O Japãopor dentro日本のうちがわ

Alguns hábitos japoneses parecem estranhos à primeira vista, mas quase todos têm uma origem concreta. Este artigo explica de onde vêm alguns deles, com pequenas demonstrações para você mexer pelo caminho.

Padrão (青海波), "ondas do mar", um dos motivos mais antigos do design japonês.
00 · introdução

Pequenos hábitos com origem concreta

Quem chega ao Japão pela primeira vez costuma reparar em coisas que funcionam de um jeito silencioso e preciso. O trem parte no segundo marcado. As ruas ficam limpas mesmo sem lixeiras à vista. As pessoas se curvam umas para as outras, falam baixo no vagão, e uma tigela de chá pode ter uma rachadura preenchida com ouro em vez de ser jogada fora.

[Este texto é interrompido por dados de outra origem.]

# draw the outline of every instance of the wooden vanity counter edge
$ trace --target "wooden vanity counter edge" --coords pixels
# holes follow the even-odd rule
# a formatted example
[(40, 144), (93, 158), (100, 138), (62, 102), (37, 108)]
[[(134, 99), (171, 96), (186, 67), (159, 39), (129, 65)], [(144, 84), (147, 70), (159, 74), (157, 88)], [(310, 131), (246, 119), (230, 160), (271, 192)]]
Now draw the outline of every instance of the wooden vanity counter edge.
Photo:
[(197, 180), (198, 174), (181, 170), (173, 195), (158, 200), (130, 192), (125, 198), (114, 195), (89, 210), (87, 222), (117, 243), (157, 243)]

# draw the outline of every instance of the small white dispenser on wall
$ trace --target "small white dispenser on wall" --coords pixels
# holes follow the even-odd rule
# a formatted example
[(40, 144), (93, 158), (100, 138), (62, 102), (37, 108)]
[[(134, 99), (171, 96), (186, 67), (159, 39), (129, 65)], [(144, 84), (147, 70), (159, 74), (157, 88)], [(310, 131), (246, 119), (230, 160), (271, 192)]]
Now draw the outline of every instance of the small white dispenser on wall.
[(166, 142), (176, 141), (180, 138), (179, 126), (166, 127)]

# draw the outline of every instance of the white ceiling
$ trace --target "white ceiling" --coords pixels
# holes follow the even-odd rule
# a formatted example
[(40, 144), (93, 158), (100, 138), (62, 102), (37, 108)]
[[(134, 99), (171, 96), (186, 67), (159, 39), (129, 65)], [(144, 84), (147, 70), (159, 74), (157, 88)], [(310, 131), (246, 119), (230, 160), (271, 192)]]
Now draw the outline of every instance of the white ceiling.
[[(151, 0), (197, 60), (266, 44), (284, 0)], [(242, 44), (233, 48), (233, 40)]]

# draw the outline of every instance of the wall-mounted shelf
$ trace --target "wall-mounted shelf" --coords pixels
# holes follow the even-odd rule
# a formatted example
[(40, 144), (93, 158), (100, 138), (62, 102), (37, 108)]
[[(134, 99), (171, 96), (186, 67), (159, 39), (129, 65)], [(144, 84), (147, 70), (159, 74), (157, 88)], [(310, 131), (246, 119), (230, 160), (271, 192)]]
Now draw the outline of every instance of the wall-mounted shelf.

Cada um desses hábitos tem uma razão, quase sempre ligada a algum ponto da história do país. Neste artigo eu percorro alguns deles e explico de onde vêm, usando demonstrações interativas ao longo do caminho. Entender a razão por trás de um gesto muda o modo como você o observa quando está lá.

01 · a moldura

Como o Japão se fechou e se abriu

Antes de olhar para os detalhes, vale montar a moldura. Boa parte do que o Japão é hoje foi formada por cinco momentos em que o país mudou sua relação com o resto do mundo. Vale ter esses marcos em mente, porque quase tudo o que vem nas próximas seções desce de um deles.

1639

O fechamento do país

O Japão fecha as fronteiras e mantém esse isolamento por mais de duzentos anos, um dos mais longos da história. Sair do país passa a ser proibido sob pena de morte, e quase nenhum estrangeiro pode entrar. O único contato regular com o Ocidente acontece por Dejima, uma minúscula ilha artificial em forma de leque, em Nagasaki, onde os comerciantes holandeses ficavam confinados. Sem guerras internas e sem influência de fora, o país passa esse longo período aperfeiçoando as próprias tradições. A cerimônia do chá, o teatro nô e kabuki, a gravura ukiyo-e, os jardins e a culinária ganham nessa época a forma refinada que têm até hoje, e daí vem boa parte do apreço japonês pelo detalhe e por fazer uma coisa só, muito bem feita.

1853

Os navios de Perry

O comodoro americano Matthew Perry entra na baía de Edo com uma esquadra de navios de guerra a vapor, escuros de fumaça de carvão. Os japoneses os apelidam de navios negros, e o nome ficou. O país, que ainda dependia de espadas e não tinha uma marinha moderna, percebe em pouco tempo que não tem como resistir e é obrigado a abrir os portos ao comércio. O episódio é um choque, e deixa uma lição que orienta as décadas seguintes: para não ser dominado, é preciso se modernizar depressa.

1868

A Restauração Meiji

Em cerca de uma geração, o Japão se transforma. Adota ferrovias, fábricas, um exército moderno e roupas ocidentais, e chega a abolir a classe dos samurais. O lema da época resume o plano, espírito japonês com técnica ocidental: importar a tecnologia de fora sem deixar de ser japonês. Esse reflexo de absorver o que vem de fora e adaptar até dominar reaparece depois em tudo, do automóvel à animação. É também a origem da cena que surpreende todo visitante, com um templo de mil anos convivendo, sem estranhamento, ao lado de um bairro de arranha-céus e neon.

1945

O fim da guerra

A derrota na Segunda Guerra, com as bombas atômicas sobre Hiroshima e Nagasaki e a ocupação americana que se segue, deixa o país devastado. Durante anos, a ocupação censura até mesmo falar publicamente da bomba, e o assunto fica represado. Vêm daí um pacifismo profundo e uma relação desconfiada com a tecnologia. Quando a censura afrouxa, esse trauma reaparece transformado na cultura popular: Godzilla, de 1954, é um monstro despertado pela radiação, e muita gente saía do cinema em lágrimas, num raro momento em que era possível chorar aquela perda coletiva.

1990

O baixo crescimento e o Cool Japan

Depois de um crescimento acelerado no pós-guerra, a economia estagna a partir dos anos 1990 e a população começa a envelhecer. No mesmo período, a cultura japonesa vira uma das maiores exportações do país. Animação, quadrinhos, videogames, culinária e moda passam a definir a imagem do Japão no mundo, a ponto de o governo criar um programa oficial chamado Cool Japan para incentivar isso e, em 2008, nomear a personagem Hello Kitty embaixadora do turismo japonês no exterior. Boa parte do Japão que se admira hoje nasce dessa fase.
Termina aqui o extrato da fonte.